As I look at the dizzying array of “Fintech” products out there……(Fintech = computer programs and other technology used to support or enable banking and financial services for you non-techies)….I cannot help but remember one of the key take-aways from that course…….I seem to remember that if one wants to sustain that competitive advantage, according to Porter, you did so by taking on characteristics of the rebuffed main strategy. i.e. even if you are the low-cost producer, you must make the highest quality low-cost product possible. Similarly, if you are the high-quality producer, you must do so at the lowest price possible. That’s how to defend your turf. Obviously confusing in the real world, hence we had to take an entire course where we examined real-world examples.
So, can Fintech be used as a Competitive Advantage for a Financial Advisor? In my opinion, no. The costs of switching are low with cloud based products. The same products are available to your competitors. The actual code behind the products is invisible to to the client. Where’s the differentiation?

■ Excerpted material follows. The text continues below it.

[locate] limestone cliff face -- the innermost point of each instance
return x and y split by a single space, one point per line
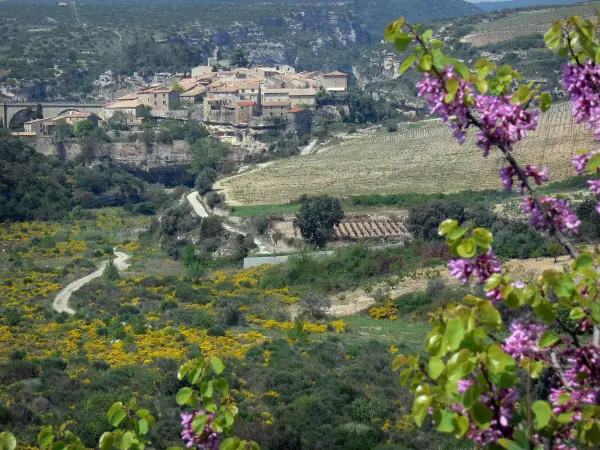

Do not get me wrong – Fintech is a very important part of our business, but I like to think of it as infrastructure. Everyone must invest in it. Heavily at times in fact. However it remains part of the background – a facilitator for both the Advisor and client. Being infrastructure, the Advisor needs to budget and plan for obsolescence. The client should look for firms that have invested appropriately in technology of all sorts. However, all this technology is not going to make one Financial Advisory firm stand above the rest. It’s the People that are the differentiators and will remain so as long as Financial Advisory work involves human interactions……….and that is not changing any time soon.